При всем вышесказанном заманчиво будет заявить, что если вы обеспечите равенство возможностей, лишенное любой формальной дискриминации, кроме дискриминации по заслугам, то рынок, посредством механизма конкуренции, избавится от последних остатков предубеждений. Но это только начало. Чтобы построить по-настоящему справедливое общество, нужно сделать гораздо больше.
КОНЕЦ АПАРТЕИДА И «ОБЩЕСТВО-КАППУЧЧИНО»
Хотя еще слишком многие испытывают предубежденность в отношении той или иной расы, малообеспеченных, низших каст и женщин, сегодня мало кто станет в открытую возражать против принципа равных возможностей. Но далее мнения резко разделяются. Некоторые утверждают, что равенство должно заканчиваться равенством возможностей. Другие, и я в том числе, считают, что простого равенства возможностей недостаточно.
Экономисты-сторонники свободного рынка предостерегают, что если мы попытаемся уравнять вознаграждение за те или иные действия, а не только возможности такие действия совершать, то мы разовьем у людей резкое нежелание добросовестно трудиться и предлагать новаторские решения. Станете ли вы работать на совесть, если будете знать, что, как бы вы ни старались, заплатят вам столько же, сколько тому, кто работает спустя рукава? Не поэтому ли китайские сельскохозяйственные коммуны при Мао Цзэдуне постигло такое поражение? Если вы обложили богатых несоразмерным налогом и пустили вырученную сумму на финансирование социального обеспечения, разве богатые не утратят стимул создавать богатство, а бедные — стимул работать, ибо им гарантирован минимальный уровень жизни, независимо от того, как они работают — и работают ли вообще (см. Тайну 21)? Таким образом, заявляют экономисты, при попытке уменьшить неравенство результатов теряет каждый (см. Тайну 13).

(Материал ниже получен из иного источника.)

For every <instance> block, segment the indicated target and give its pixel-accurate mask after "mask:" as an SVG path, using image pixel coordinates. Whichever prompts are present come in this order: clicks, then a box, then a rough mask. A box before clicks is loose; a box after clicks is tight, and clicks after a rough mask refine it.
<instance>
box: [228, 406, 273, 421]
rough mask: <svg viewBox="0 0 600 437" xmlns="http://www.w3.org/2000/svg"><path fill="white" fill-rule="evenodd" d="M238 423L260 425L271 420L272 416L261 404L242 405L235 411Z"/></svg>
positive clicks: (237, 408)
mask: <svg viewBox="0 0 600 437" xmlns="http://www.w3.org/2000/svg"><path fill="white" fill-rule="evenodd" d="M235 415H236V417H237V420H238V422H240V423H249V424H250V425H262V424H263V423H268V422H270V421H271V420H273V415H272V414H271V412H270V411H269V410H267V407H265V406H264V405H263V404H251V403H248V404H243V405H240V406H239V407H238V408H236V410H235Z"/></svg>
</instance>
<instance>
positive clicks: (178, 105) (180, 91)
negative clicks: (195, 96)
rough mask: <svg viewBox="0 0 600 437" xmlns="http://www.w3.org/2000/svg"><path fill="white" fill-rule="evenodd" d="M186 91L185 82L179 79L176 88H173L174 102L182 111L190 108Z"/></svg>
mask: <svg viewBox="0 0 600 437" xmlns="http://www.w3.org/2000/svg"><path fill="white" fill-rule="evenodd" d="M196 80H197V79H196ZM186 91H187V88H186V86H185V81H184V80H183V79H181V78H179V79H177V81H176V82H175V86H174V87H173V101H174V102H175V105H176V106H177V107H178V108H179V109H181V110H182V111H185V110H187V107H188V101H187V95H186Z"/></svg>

Безусловно, чрезмерные попытки уравнять результаты труда — скажем, маоистская коммуна, где практически нет никакой связи между затраченными человеком усилиями и получаемым за них вознаграждением, — окажут отрицательное влияние на отношение к работе. Это тоже несправедливо. Но я убежден, что некоторая степень уравнительного отношения к вознаграждению за труд тоже нужна, если мы хотим построить подлинно справедливое общество.
Чтобы люди получили пользу от предоставленных равных возможностей, необходимо иметь возможности ими воспользоваться. Совсем неважно, что у чернокожих южноафриканцев теперь есть такая же возможность получить высокооплачиваемую работу, что и у белых, если для этой работы чернокожим не хватает образования. Не имеет значения, что черные теперь могут поступать в лучшие университеты (ранее предназначавшиеся «только для белых»), если им все равно приходится посещать школы со скудным финансированием и низкоквалифицированными учителями, часть из которых сама с трудом умеет читать и писать.
Для большинства черных детей в Южной Африке недавно приобретенные равные права для поступления в хорошие университеты не означают, что они могут пойти туда учиться. Тамошние школы по-прежнему бедны и дают плохое образование. Нельзя сказать, что их очень квалифицированные учителя в этих школах вдруг резко поумнели после избавления от апартеида. Родители этих детей по-прежнему сидят без работы (даже официальный рейтинг безработицы, который существенно недооценивает истинный уровень безработицы в этой развивающейся стране, составляет 26–28% и является одним из самых высоких в мире). Для них право поступить в лучшие университеты — это несбыточная мечта. Поэтому Южная Африка после апартеида превратилась в так называемое «общество-каппуччино»: коричневая масса на дне и тонкий слой белой пены над ней, слегка присыпанный сверху какао.